Project Details
Projekt Print View

Plastid longevity in sacoglossan sea slugs

Subject Area Evolutionary Cell and Developmental Biology (Zoology)
Animal Physiology and Biochemistry
Plant Physiology
Term from 2014 to 2018
Project identifier Deutsche Forschungsgemeinschaft (DFG) - Project number 255999527
 
The endosymbiotic origin of plastids gave rise to heritable photosynthesis in eukaryotes. It entailed the uptake and stable integration of an ancient cyanobacterium by a heterotrophic host. But there are cases where photosynthesis occurs in eukaryotes via symbiotic associations that are not heritable. Sacoglossan sea slugs inhabit marine coastal waters and feed upon algae. Some species feed indiscriminately and digest the algae, others however are selective about their food source and sequester only the plastids, which they then retain in a photosynthetically active state for months to come (kleptoplasts).
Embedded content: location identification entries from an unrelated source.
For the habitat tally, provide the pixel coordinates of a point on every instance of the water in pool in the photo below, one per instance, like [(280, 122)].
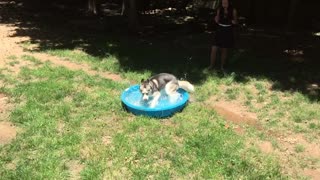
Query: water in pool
[(135, 98)]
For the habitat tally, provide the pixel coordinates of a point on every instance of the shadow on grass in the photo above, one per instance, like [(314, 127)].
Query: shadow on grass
[(166, 45)]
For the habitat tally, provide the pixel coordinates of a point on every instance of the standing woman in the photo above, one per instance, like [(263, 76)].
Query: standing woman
[(226, 18)]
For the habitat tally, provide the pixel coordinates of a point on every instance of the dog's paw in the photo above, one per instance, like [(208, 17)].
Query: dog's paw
[(153, 104)]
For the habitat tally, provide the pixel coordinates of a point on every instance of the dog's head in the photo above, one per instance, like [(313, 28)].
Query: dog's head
[(145, 89)]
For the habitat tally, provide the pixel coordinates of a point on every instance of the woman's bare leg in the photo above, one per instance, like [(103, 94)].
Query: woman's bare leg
[(213, 56), (224, 54)]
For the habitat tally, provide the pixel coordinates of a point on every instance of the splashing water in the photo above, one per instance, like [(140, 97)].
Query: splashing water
[(135, 98)]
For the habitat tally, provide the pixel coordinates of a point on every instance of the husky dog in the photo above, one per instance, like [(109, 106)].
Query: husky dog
[(153, 86)]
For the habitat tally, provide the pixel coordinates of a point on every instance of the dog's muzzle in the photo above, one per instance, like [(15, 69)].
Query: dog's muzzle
[(145, 97)]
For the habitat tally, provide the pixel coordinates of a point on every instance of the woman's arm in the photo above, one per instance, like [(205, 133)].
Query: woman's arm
[(235, 17)]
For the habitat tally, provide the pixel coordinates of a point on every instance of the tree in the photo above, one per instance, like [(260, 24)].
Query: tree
[(291, 13), (92, 7)]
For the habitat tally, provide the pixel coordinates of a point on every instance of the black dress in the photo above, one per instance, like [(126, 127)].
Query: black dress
[(224, 35)]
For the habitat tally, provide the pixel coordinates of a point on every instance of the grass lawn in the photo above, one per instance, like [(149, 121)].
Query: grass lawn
[(73, 125)]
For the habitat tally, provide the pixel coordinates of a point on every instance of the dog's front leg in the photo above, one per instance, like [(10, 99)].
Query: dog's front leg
[(155, 99)]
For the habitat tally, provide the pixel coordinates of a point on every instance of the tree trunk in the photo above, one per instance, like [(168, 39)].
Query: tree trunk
[(125, 7), (133, 16), (252, 12), (92, 7), (291, 13)]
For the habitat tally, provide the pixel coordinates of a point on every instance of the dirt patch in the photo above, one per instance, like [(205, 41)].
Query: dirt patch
[(312, 173), (75, 66), (234, 112), (8, 132), (266, 147), (10, 46), (75, 168)]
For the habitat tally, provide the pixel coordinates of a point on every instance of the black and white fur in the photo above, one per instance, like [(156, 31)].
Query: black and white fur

Notably, such kleptoplasts remain photosynthetically active in the cytosol of slug digestive cells that are devoid of algal nuclei. Because photosynthesis in higher plant plastids strictly depends upon nuclear-encoded gene products, it was long thought that slugs obtained genes from their algal food through lateral gene transfer (LGT) so as to underpin plastid longevity. But recent published reports (starting with our own) refute the LGT hypothesis. In new preliminary work, we have uncovered what we now believe to be the key - overlooked for decades - to understanding sacoclossan kleptoplasty: The plastids remain active, but the slugs are not autotrophic. They survive equally long in light vs. dark. That opens up two very new questions: (i) what benefit do slugs reap from kleptoplasts, which we now think are a food reserve, and (ii) what are the slugs and kleptoplasts contributions to maintaining kleptoplasts photosynthetically active for months of separation from algal nuclear genes.